Motorola 6800 processors
The 6800 is a microprocessor produced by Motorola and released shortly after the Intel 8080, in 1975. It had 78 instructions, including the (in)famous, undocumented Halt and Catch Fire (HCF) bus test instruction. It may have been the first µP with an index register.
It was usually packaged in a 40 pin DIP (dual-inline package).
The 6800 'fathered' several descendants, the pinnacle being the greatly extended and semi-compatible 6809, which was used in the Vectrex video game console and the TRS-80 Color Computer, among several others. There are also many microcontrollers descended from the 6800 architecture, such as the Motorola 6801/6803, 6805, 68HC08, 68HC11 and 68HC12.

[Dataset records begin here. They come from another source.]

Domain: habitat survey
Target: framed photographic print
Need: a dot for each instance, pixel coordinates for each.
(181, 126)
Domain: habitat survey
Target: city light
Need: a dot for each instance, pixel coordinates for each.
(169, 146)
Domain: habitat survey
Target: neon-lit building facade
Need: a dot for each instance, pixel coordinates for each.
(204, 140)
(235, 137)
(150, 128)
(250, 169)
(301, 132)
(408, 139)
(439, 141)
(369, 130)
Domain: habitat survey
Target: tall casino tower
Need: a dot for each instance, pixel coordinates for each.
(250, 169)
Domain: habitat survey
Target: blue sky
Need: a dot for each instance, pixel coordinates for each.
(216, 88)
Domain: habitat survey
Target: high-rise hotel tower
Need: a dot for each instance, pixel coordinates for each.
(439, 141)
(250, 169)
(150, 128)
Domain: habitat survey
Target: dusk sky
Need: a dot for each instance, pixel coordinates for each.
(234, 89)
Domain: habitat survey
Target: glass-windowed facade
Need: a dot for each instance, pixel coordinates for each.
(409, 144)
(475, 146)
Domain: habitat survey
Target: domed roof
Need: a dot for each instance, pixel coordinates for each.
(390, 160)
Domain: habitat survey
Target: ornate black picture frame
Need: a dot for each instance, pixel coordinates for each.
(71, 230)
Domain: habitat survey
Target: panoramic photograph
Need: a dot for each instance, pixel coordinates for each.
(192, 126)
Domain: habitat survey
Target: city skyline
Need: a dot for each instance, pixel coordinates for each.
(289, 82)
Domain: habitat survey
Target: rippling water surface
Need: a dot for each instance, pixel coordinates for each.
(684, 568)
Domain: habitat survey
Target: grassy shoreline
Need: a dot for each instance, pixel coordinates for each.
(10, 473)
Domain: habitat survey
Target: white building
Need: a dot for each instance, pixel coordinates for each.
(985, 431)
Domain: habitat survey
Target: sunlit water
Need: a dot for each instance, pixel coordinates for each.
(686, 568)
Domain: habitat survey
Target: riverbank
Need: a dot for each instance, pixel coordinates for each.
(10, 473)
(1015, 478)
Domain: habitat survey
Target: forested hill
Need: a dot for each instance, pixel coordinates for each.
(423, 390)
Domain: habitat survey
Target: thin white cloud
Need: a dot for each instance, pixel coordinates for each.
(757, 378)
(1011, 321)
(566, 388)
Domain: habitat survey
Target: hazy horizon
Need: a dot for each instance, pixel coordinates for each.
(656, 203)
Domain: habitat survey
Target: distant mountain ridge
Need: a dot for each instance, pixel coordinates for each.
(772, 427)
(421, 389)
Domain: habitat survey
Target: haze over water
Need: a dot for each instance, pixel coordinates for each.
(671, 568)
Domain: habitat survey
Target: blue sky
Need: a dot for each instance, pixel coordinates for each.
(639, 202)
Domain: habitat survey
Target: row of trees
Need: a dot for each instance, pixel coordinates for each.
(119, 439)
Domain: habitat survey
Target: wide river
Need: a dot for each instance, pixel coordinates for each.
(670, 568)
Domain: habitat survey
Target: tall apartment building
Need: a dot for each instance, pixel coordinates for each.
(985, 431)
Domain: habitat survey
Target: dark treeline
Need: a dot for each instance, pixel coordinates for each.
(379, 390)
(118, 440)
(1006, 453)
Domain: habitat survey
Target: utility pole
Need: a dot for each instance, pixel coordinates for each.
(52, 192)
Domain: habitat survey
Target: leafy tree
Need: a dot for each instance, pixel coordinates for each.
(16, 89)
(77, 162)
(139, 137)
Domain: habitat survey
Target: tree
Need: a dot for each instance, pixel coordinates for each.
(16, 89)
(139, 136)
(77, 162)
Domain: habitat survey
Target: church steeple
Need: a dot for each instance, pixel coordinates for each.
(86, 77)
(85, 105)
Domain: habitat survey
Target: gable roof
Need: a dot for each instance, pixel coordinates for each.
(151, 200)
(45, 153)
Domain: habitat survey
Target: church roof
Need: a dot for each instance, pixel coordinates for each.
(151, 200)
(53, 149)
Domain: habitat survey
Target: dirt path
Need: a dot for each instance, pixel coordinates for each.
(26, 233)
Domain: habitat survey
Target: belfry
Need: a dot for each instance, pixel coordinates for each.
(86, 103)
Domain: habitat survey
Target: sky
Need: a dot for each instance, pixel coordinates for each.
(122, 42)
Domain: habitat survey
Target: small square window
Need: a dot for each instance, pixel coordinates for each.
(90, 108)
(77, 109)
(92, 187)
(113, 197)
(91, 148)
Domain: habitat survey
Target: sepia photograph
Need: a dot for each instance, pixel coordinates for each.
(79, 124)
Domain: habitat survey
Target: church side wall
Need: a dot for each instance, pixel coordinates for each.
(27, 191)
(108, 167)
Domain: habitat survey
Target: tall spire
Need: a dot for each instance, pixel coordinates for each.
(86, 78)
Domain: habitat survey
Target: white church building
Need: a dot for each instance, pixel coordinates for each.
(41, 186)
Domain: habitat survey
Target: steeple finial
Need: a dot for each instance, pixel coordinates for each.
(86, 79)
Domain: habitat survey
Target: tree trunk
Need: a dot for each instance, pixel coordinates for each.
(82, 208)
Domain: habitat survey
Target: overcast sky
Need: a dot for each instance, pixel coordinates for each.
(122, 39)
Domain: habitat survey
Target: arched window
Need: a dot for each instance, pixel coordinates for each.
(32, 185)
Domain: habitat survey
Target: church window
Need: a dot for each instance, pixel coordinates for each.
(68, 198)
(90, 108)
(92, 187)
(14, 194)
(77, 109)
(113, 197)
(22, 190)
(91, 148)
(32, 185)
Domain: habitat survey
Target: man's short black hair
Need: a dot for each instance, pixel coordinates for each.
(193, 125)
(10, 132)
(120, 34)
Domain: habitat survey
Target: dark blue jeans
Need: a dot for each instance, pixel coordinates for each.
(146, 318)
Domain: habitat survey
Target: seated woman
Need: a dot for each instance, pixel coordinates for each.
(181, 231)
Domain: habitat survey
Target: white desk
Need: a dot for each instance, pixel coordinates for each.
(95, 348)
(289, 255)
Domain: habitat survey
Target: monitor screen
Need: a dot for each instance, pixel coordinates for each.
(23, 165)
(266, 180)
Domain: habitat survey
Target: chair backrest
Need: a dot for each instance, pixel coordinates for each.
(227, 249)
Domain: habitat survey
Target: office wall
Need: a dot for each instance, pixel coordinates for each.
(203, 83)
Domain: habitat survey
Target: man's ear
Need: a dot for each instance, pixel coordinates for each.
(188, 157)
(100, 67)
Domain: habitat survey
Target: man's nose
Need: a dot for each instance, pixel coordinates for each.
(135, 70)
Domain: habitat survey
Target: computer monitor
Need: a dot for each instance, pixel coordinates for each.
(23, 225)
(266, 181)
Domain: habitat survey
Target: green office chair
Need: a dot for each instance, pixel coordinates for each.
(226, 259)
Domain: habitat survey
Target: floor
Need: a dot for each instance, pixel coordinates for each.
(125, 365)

Hitachi, Ltd. acted as a second source for many of Motorola's CPUs, and also produced its own derivatives including the 6301 and 6303, which could run 6800 code. These microprocessors also had a couple of extra instructions added to their instruction sets.
Competitor MOS Technology came up with an architectural relative of the 6800, with its 6502 ('lawsuit compatible' MPU) and its successors. The 6502 did not have the 16-bit registers of the 6800, but had more addressing modes. The 6502 was used in many computers and game consoles during the late 1970s and early-to-mid-1980s (most notably the Atari 2600, Apple II, the Commodore PET, VIC-20 and Commodore 64, and the Acorn Electron/BBC Microcomputer), and the Nintendo Entertainment System or NES.